# Yanmar 2001D PTO



## Dave6500 (Jan 16, 2021)

I've only had this tractor a couple months. It has the 4 gear PTO, am I correct to think that it shouldn't be turning when in neutral ?
If I am correct has anyone had the issue of it continuing to spin ?


----------



## winston (Aug 19, 2008)

With nothing hooked up they often turn just from the oil flow from internal gears. Nothing to worry about.


----------



## bmaverick (Feb 20, 2014)

Dave6500 said:


> I've only had this tractor a couple months. It has the 4 gear PTO, am I correct to think that it shouldn't be turning when in neutral ?
> 
> If I am correct has anyone had the issue of it continuing to spin ?

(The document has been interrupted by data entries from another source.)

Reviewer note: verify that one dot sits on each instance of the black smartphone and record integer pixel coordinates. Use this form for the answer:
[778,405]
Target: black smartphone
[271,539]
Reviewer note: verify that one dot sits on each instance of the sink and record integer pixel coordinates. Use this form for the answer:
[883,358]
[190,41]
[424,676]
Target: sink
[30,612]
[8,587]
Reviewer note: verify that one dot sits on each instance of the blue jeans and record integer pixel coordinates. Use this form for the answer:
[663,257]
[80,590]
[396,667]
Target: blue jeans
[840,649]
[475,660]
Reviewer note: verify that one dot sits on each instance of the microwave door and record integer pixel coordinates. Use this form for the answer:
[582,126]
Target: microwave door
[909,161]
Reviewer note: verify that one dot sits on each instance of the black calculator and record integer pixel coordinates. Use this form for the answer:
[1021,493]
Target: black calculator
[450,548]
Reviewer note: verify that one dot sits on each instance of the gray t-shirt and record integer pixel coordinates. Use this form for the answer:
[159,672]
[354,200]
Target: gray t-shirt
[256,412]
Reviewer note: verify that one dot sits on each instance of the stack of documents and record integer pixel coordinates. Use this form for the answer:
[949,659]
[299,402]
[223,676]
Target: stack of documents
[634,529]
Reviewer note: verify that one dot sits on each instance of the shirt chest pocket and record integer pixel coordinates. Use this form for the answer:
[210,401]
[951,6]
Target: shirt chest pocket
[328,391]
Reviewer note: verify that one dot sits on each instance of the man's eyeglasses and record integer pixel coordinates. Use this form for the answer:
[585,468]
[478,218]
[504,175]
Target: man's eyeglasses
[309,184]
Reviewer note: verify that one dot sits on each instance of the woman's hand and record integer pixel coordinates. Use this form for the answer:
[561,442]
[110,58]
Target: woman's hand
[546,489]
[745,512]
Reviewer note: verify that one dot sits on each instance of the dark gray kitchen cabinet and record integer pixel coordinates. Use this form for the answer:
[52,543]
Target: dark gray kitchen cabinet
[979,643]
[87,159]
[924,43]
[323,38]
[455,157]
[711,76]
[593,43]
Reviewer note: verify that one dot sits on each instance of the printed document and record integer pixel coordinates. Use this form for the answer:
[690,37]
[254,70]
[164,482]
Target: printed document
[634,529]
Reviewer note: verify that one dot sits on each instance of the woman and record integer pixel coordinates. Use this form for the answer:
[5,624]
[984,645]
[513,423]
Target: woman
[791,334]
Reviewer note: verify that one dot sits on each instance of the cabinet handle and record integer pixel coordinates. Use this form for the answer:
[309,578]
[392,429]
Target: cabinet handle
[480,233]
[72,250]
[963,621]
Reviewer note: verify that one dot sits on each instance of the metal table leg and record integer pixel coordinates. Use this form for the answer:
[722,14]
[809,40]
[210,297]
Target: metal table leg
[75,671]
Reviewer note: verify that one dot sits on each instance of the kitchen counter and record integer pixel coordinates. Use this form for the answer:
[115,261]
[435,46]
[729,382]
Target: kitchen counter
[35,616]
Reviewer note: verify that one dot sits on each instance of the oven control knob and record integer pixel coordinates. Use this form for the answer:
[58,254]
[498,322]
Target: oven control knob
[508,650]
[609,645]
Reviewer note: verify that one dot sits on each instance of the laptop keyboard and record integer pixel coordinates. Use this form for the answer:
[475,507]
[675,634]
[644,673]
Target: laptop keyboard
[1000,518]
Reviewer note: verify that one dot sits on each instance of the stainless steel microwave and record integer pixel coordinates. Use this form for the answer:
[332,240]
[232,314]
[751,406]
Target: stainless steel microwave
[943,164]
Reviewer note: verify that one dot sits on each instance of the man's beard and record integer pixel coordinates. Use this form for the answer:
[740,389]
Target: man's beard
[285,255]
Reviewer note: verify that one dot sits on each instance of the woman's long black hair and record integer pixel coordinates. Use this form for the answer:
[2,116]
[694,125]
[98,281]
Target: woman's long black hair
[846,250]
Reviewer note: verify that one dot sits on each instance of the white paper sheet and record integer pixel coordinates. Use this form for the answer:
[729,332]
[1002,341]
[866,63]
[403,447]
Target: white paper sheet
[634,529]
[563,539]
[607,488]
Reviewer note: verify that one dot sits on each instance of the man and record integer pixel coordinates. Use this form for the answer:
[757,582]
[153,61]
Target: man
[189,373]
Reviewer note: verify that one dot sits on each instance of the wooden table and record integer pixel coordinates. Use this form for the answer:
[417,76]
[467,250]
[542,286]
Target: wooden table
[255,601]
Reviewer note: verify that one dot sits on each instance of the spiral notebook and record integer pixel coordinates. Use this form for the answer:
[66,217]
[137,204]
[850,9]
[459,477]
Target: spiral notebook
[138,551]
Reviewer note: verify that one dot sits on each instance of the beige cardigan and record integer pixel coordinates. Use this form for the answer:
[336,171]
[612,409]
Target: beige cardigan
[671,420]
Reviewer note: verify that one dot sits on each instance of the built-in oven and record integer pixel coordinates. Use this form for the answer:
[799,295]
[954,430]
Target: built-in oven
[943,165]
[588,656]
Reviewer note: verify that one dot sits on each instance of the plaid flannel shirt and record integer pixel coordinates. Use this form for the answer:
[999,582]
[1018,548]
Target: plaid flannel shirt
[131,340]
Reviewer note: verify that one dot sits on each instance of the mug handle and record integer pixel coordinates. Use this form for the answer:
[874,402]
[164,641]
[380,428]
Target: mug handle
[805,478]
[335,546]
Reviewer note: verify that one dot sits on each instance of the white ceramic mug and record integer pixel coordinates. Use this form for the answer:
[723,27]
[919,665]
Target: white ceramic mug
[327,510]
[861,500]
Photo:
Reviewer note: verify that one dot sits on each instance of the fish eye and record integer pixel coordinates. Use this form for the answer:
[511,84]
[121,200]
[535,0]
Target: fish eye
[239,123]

For a Yanmar, it's unusual for the PTO output shaft to be turning while in the PTO neutral location of the multi-speed PTO. It should be stationary and benign of movement. BUT, always use caution of the PTO output shaft when a person is physically near it. 

As for the PTO turning while the tractor is in a gear selection for motion or in the neutral to be stationary, yes it should be turning. This effect is called a "live" PTO. 

Did both of those 2 scenarios make any sense? 

Now, is there a concern otherwise?


----------



## bmaverick (Feb 20, 2014)

Dave6500 said:


> I've only had this tractor a couple months.


In the manual section here or on the Yanmar Tractor Owners Group on GroupsIO, there is a YM2001 Parts Manual available for FREE. This covers the D model too. 

YANMAR YM2001 YM2301 PARTS MANUAL NPC-1287.pdf


----------